A defesa do general sustenta que ele teria se distanciado do então presidente Jair Bolsonaro, pontuando que, no fim do mandato presidencial, Heleno pouco se reunia com o mandatário e por isso não teria conversado com seu chefe sobre a tentativa de golpe.
“Quando o presidente Bolsonaro se aproxima dos partidos do Centrão e tem sua filiação ao PL, inicia-se sim um afastamento da cúpula do poder”, disse na sua sustentação oral o advogado Matheus Milanez, que representa Heleno. Alexandre de Moraes afastou a tese em seu voto, citando o episódio em que o militar deixou a formatura de um neto para ir a uma reunião golpista em Brasília, no dia 16 de dezembro de 2022.
O magistrado se referiu a um encontro do então chefe do GSI com o ex-chefe da Força Aérea Brasileira Carlos Almeida Baptista Júnior, relatado pelo brigadeiro durante a formatura de graduação do Instituto Técnico da Aeronáutica (ITA), em São José dos Campos, no interior de São Paulo. Na ocasião, o general se dirigiu a Baptista Jr. e perguntou se haveria uma vaga no avião de apoio da FAB, pois ele havia sido acionado por Bolsonaro para uma reunião de urgência no dia seguinte, um sábado.
Ali, o comandante da Aeronáutica estranhou o fato de a reunião ocorrer no fim de semana e com urgência e chamou o general para uma conversa numa sala reservada, dizendo que não concordaria com qualquer movimento de ruptura democrática. Por não ter sido convidado para o encontro, pediu a Heleno que avisasse o então presidente sobre seu posicionamento. O chefe do GSI teria ficado "atônito", segundo Baptista Júnior, e tentou desconversar.
A percepção de Flávio Dino sobre Augusto Heleno
Já o ministro Flávio Dino acompanhou Moraes na condenação dos réus do núcleo crucial, mas fez uma ressalva em relação ao relator, apontando uma participação de menor importância para Ramagem, Heleno e Nogueira.
O magistrado viu, nos três casos, condutas limitadas no tempo e apontou que vai considerar a possibilidade de aplicar uma redução, com fundamento no artigo 29 do Código Penal, que fala sobre a diminuição na medida da culpabilidade de cada réu. Segundo o texto, se a participação for de menor importância, a pena pode ser diminuída de um sexto a um terço.
Sobre Augusto Heleno, Dino disse não ter encontrado indícios de atos exteriorizados no segundo semestre de 2022, quando houve a intensificação da execução da trama golpista. Ele considerou plausível a tese da defesa de que o general poderia ter se afastado por conta da proximidade de Bolsonaro com o Centrão.

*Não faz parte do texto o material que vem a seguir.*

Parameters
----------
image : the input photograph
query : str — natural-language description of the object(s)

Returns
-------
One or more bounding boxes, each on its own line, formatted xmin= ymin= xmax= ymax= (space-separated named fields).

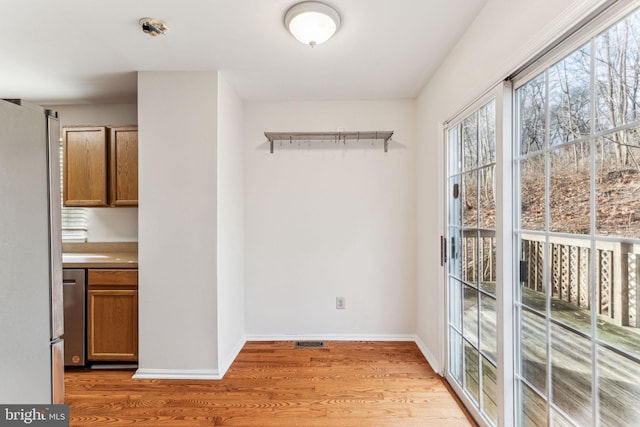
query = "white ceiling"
xmin=0 ymin=0 xmax=486 ymax=104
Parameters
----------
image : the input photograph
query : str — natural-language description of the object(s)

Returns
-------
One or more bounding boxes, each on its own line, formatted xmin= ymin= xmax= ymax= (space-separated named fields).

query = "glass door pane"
xmin=447 ymin=100 xmax=498 ymax=425
xmin=514 ymin=6 xmax=640 ymax=426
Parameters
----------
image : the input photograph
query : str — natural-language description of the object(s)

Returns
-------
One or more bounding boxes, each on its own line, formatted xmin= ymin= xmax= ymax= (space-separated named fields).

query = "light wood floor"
xmin=65 ymin=341 xmax=474 ymax=427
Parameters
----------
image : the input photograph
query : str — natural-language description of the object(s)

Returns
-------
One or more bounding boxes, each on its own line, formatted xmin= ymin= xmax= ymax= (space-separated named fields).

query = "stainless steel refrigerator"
xmin=0 ymin=99 xmax=64 ymax=404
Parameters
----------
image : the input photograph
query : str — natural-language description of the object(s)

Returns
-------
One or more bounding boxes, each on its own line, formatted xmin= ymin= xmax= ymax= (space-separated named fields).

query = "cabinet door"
xmin=109 ymin=126 xmax=138 ymax=206
xmin=63 ymin=126 xmax=107 ymax=206
xmin=87 ymin=289 xmax=138 ymax=362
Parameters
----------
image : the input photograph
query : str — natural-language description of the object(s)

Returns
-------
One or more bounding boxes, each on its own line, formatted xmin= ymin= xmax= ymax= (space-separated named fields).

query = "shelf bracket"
xmin=264 ymin=131 xmax=393 ymax=154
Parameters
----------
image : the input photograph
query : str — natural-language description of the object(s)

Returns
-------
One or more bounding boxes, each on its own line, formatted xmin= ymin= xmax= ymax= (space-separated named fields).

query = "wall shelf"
xmin=264 ymin=131 xmax=393 ymax=153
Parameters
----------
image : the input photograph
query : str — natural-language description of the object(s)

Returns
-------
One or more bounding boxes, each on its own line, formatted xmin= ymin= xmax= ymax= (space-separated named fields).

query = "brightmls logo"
xmin=0 ymin=405 xmax=69 ymax=427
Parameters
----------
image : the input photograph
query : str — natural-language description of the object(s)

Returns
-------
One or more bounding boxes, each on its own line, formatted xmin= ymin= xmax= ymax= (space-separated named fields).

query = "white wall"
xmin=47 ymin=104 xmax=138 ymax=242
xmin=217 ymin=73 xmax=244 ymax=375
xmin=244 ymin=100 xmax=416 ymax=339
xmin=136 ymin=71 xmax=218 ymax=378
xmin=417 ymin=0 xmax=603 ymax=371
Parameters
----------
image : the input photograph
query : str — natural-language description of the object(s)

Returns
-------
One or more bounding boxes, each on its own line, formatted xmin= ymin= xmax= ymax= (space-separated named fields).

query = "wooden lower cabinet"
xmin=87 ymin=269 xmax=138 ymax=362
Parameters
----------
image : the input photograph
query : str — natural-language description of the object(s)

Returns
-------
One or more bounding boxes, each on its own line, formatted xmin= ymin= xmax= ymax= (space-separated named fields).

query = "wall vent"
xmin=295 ymin=341 xmax=324 ymax=348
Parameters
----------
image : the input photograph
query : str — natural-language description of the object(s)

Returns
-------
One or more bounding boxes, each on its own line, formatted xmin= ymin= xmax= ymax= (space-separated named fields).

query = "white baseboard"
xmin=246 ymin=334 xmax=416 ymax=341
xmin=133 ymin=334 xmax=443 ymax=380
xmin=219 ymin=337 xmax=247 ymax=378
xmin=133 ymin=369 xmax=222 ymax=380
xmin=415 ymin=335 xmax=444 ymax=377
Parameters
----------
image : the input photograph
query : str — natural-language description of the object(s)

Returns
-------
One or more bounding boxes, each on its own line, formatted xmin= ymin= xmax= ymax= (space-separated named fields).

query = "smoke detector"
xmin=138 ymin=18 xmax=169 ymax=37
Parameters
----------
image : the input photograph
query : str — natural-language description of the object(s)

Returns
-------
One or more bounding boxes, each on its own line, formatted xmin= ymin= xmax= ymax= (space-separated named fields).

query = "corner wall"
xmin=136 ymin=71 xmax=219 ymax=378
xmin=244 ymin=100 xmax=416 ymax=339
xmin=217 ymin=73 xmax=245 ymax=376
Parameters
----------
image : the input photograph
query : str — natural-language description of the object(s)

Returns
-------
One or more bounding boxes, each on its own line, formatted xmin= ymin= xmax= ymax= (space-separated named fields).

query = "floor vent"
xmin=295 ymin=341 xmax=324 ymax=348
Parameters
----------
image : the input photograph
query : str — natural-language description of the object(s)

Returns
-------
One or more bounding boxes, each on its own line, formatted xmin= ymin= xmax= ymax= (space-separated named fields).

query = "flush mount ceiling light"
xmin=138 ymin=18 xmax=169 ymax=37
xmin=284 ymin=1 xmax=340 ymax=47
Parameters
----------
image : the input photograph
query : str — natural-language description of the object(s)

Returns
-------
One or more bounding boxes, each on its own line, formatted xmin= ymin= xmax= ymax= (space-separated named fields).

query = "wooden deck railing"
xmin=521 ymin=235 xmax=640 ymax=327
xmin=460 ymin=230 xmax=640 ymax=328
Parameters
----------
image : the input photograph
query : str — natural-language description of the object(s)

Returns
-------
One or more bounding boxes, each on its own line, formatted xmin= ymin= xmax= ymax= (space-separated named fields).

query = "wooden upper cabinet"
xmin=63 ymin=126 xmax=138 ymax=207
xmin=109 ymin=126 xmax=138 ymax=206
xmin=62 ymin=126 xmax=107 ymax=206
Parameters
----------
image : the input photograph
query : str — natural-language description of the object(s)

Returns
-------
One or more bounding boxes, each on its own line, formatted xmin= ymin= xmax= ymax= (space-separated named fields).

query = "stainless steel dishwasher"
xmin=62 ymin=268 xmax=86 ymax=366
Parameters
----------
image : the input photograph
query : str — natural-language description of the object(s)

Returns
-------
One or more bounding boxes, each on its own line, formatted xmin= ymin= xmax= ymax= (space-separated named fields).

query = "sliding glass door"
xmin=445 ymin=6 xmax=640 ymax=427
xmin=515 ymin=7 xmax=640 ymax=426
xmin=447 ymin=99 xmax=498 ymax=424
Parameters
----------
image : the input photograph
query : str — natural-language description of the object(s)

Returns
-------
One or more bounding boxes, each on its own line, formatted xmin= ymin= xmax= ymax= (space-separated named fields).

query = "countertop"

"Graças a Deus, ele não cantou nos autos do processo. Não vi participação dele nas reuniões posteriores, o que também indica uma menor importância causal", apontou o ministro, fazendo menção à paródia cantada em um evento pelo general, na qual dizia: "Se gritar pega Centrão/Não fica um, meu irmão", em uma versão da música "Se Gritar Pega Ladrão", do grupo Os Originais do Samba.